Test/tool LDC Time (seconds) DMD Time (seconds)
Numeric filter (tsv-filter) 4.34 5.56
Regex filter (tsv-filter) 7.11 11.29
Column select (tsv-select) 4.09 9.46
Join files (tsv-join) 20.78 41.23
Stats summary (tsv-summarize) 15.83 18.37
CSV-to-TSV (csv2tsv) 27.41 56.08

Relative performance of the tools

Runs against a 4.5 million line, 279 MB file were used to get a relative comparison of the tools. The original file was a CSV file, allowing inclusion of csv2tsv. The TSV file generated was used in the other runs. Execution time when filtering data is highly dependent on the amount of output, so different output sizes were tried. tsv-join depends on the size of the filter file, a file the same size as the output was used in these tests. Performance also depends on the specific command line options selected, so actuals will vary.
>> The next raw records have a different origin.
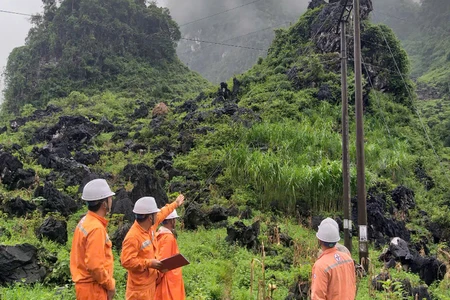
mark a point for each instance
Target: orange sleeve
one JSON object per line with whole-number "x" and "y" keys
{"x": 95, "y": 258}
{"x": 165, "y": 246}
{"x": 165, "y": 211}
{"x": 319, "y": 285}
{"x": 129, "y": 257}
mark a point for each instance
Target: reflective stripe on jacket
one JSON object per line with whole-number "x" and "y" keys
{"x": 171, "y": 285}
{"x": 138, "y": 249}
{"x": 333, "y": 276}
{"x": 91, "y": 258}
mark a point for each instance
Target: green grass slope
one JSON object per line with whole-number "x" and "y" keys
{"x": 272, "y": 144}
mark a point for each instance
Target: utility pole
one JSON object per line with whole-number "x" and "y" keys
{"x": 362, "y": 205}
{"x": 345, "y": 155}
{"x": 345, "y": 14}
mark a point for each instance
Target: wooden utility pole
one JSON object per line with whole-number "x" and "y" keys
{"x": 362, "y": 205}
{"x": 345, "y": 152}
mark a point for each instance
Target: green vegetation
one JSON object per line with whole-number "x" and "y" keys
{"x": 423, "y": 29}
{"x": 278, "y": 152}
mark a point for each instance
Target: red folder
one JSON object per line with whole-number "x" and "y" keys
{"x": 173, "y": 262}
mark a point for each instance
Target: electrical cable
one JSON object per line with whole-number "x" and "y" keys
{"x": 14, "y": 13}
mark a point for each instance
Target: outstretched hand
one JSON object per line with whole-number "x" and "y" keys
{"x": 180, "y": 199}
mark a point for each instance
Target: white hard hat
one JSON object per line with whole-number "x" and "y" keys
{"x": 96, "y": 189}
{"x": 328, "y": 232}
{"x": 331, "y": 221}
{"x": 145, "y": 206}
{"x": 173, "y": 215}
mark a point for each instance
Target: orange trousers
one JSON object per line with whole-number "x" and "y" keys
{"x": 90, "y": 291}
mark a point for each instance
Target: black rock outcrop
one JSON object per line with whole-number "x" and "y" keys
{"x": 54, "y": 230}
{"x": 20, "y": 264}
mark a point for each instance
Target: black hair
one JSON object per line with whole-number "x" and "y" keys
{"x": 94, "y": 206}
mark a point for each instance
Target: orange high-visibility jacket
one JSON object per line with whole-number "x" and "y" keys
{"x": 91, "y": 258}
{"x": 138, "y": 249}
{"x": 333, "y": 276}
{"x": 171, "y": 285}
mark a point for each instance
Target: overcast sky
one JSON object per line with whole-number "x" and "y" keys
{"x": 14, "y": 28}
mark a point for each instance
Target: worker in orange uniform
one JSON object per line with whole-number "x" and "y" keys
{"x": 333, "y": 274}
{"x": 339, "y": 246}
{"x": 170, "y": 286}
{"x": 91, "y": 258}
{"x": 139, "y": 248}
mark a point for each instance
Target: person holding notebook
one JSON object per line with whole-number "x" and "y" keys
{"x": 139, "y": 248}
{"x": 170, "y": 285}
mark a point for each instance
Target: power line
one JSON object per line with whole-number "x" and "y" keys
{"x": 239, "y": 36}
{"x": 219, "y": 13}
{"x": 14, "y": 13}
{"x": 222, "y": 44}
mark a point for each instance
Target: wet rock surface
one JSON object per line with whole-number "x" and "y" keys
{"x": 38, "y": 114}
{"x": 145, "y": 182}
{"x": 70, "y": 131}
{"x": 55, "y": 201}
{"x": 18, "y": 207}
{"x": 278, "y": 237}
{"x": 123, "y": 205}
{"x": 217, "y": 214}
{"x": 194, "y": 217}
{"x": 429, "y": 269}
{"x": 53, "y": 230}
{"x": 19, "y": 263}
{"x": 12, "y": 174}
{"x": 246, "y": 236}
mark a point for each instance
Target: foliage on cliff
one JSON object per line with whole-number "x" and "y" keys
{"x": 94, "y": 46}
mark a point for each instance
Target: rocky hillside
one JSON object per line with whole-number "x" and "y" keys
{"x": 423, "y": 30}
{"x": 267, "y": 141}
{"x": 247, "y": 26}
{"x": 121, "y": 46}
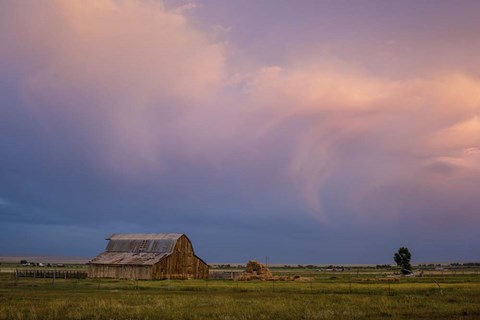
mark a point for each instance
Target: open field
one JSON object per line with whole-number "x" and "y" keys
{"x": 342, "y": 295}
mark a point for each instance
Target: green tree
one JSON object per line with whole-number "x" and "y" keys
{"x": 402, "y": 259}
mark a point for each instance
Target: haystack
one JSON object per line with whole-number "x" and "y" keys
{"x": 255, "y": 271}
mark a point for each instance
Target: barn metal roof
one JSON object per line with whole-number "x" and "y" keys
{"x": 137, "y": 249}
{"x": 119, "y": 258}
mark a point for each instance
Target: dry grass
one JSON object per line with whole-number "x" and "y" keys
{"x": 327, "y": 297}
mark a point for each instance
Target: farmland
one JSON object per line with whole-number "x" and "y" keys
{"x": 353, "y": 294}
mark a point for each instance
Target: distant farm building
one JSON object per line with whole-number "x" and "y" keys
{"x": 148, "y": 256}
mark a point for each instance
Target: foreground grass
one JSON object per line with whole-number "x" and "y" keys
{"x": 340, "y": 297}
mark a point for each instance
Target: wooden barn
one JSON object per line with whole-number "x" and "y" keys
{"x": 148, "y": 256}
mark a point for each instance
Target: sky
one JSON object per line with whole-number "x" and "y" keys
{"x": 311, "y": 131}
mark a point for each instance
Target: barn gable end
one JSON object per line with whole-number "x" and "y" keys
{"x": 148, "y": 256}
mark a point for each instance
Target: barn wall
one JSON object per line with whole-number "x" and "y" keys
{"x": 181, "y": 264}
{"x": 120, "y": 271}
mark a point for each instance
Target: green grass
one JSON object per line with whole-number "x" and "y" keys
{"x": 327, "y": 296}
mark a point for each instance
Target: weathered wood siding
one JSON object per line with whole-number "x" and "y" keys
{"x": 181, "y": 264}
{"x": 120, "y": 271}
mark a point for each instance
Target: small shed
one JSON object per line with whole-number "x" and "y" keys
{"x": 148, "y": 257}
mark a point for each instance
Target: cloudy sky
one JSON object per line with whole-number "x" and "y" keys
{"x": 310, "y": 131}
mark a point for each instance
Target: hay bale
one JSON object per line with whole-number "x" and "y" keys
{"x": 255, "y": 271}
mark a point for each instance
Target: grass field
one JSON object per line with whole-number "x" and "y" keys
{"x": 327, "y": 296}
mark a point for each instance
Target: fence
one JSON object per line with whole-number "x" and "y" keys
{"x": 55, "y": 274}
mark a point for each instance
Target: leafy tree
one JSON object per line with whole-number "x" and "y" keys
{"x": 402, "y": 258}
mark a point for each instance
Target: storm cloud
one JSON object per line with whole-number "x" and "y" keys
{"x": 145, "y": 116}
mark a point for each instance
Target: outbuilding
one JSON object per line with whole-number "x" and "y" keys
{"x": 147, "y": 257}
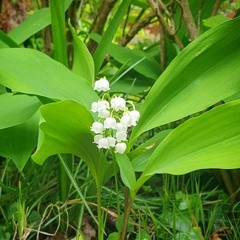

Tool Records output Time (seconds)
tsv-filter 513,788 0.66
number-lines 4,465,613 0.98
cut (GNU) 4,465,613 0.99
tsv-filter 4,125,057 1.03
tsv-join 65,537 1.20
tsv-select 4,465,613 1.21
tsv-uniq 65,537 1.26
csv2tsv 4,465,613 2.55
tsv-uniq 4,465,613 3.52
tsv-join 4,465,613 5.86

Performance of tsv-filter looks especially good. Even when outputting a large number of records it is not far off GNU cut. Unlike the larger file tests, GNU cut is faster than tsv-select on this metric. This suggests GNU cut may have superior buffer management strategies when operating on smaller files. tsv-join and tsv-uniq are fast, but show an impact when larger hash tables are needed (4.5M entries in the slower cases). csv2tsv has improved significantly in the latest release, but is still slower than the other tools given the work it is doing.